Analisei toda a cena mais uma vez. Eu tinha que colocar um pé para fora, abrindo a porta o mínimo possível, esticar a mão, prende-la na arma e puxa-la subitamente. Isso faria o guarda acordar, então eu abriria tudo e gritaria para ele ficar quieto.
Calculei que, de pé, eu não alcançaria a sua cintura sem acorda-lo. Por isso me abaixei, sentindo minhas coxas. Então, com muito cuidado, eu empurrei a porta cerca de dois palmos e coloquei um pé para fora, assim como metade do meu corpo.
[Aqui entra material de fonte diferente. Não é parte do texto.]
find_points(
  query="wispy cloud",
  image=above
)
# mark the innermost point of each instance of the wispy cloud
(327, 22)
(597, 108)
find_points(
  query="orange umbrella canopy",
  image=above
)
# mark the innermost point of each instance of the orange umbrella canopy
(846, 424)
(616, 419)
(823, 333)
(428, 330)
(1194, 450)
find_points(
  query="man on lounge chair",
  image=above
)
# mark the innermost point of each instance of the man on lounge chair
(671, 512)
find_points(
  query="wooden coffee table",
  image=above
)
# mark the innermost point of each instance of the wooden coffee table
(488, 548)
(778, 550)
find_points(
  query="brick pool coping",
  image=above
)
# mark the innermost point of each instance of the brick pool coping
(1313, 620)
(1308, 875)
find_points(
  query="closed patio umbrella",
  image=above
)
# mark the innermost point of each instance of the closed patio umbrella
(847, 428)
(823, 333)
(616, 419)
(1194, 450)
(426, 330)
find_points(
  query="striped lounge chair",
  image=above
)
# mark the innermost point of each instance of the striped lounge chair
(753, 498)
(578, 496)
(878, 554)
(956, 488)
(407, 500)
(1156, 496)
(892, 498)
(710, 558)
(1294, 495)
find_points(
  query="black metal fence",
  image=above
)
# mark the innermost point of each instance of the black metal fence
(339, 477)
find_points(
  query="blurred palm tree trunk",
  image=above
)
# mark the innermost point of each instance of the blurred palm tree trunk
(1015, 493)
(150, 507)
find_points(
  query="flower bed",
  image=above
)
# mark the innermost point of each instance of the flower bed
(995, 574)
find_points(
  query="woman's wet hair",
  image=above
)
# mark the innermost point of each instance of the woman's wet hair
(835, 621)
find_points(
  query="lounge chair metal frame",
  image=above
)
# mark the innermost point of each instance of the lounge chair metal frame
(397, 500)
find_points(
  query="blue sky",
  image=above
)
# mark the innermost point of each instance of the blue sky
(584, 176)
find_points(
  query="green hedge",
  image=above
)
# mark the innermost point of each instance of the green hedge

Tentando ignorar o meu coração desenfreado, coloquei a minha mão na arma. O cano estava preso virado para baixo, de modo que eu acomodei toda a minha mão e o indicador no gatilho. Minhas mãos tremiam como duas batedeiras.
Três, dois, um.
Puxei.
Tudo aconteceu muito rápido. Minha mão puxou a arma. O guarda se acordou. Eu empurrei a porta e me levantei. Eu não conseguia ouvir nada com o meu coração ecoando por todo o corpo.
Minhas mãos estavam trêmulas e eu estava tonta. “Não desmaie Anna, não desmaie”, eu torcia e tentava segurar a arma com precisão. O guarda gritou alguma coisa que eu não escutei.
– Parado, parado – ordenei, apontando a arma para ele. O guarda ficou onde estava e colocou as mãos para cima. Eu continuei andando em direção ao fim do corredor enquanto o ameaçava.
Assim que virei a curva, a velocidade tomou conta dos meus pés, as lágrimas de meu rosto e o desespero se instalou em minha mente.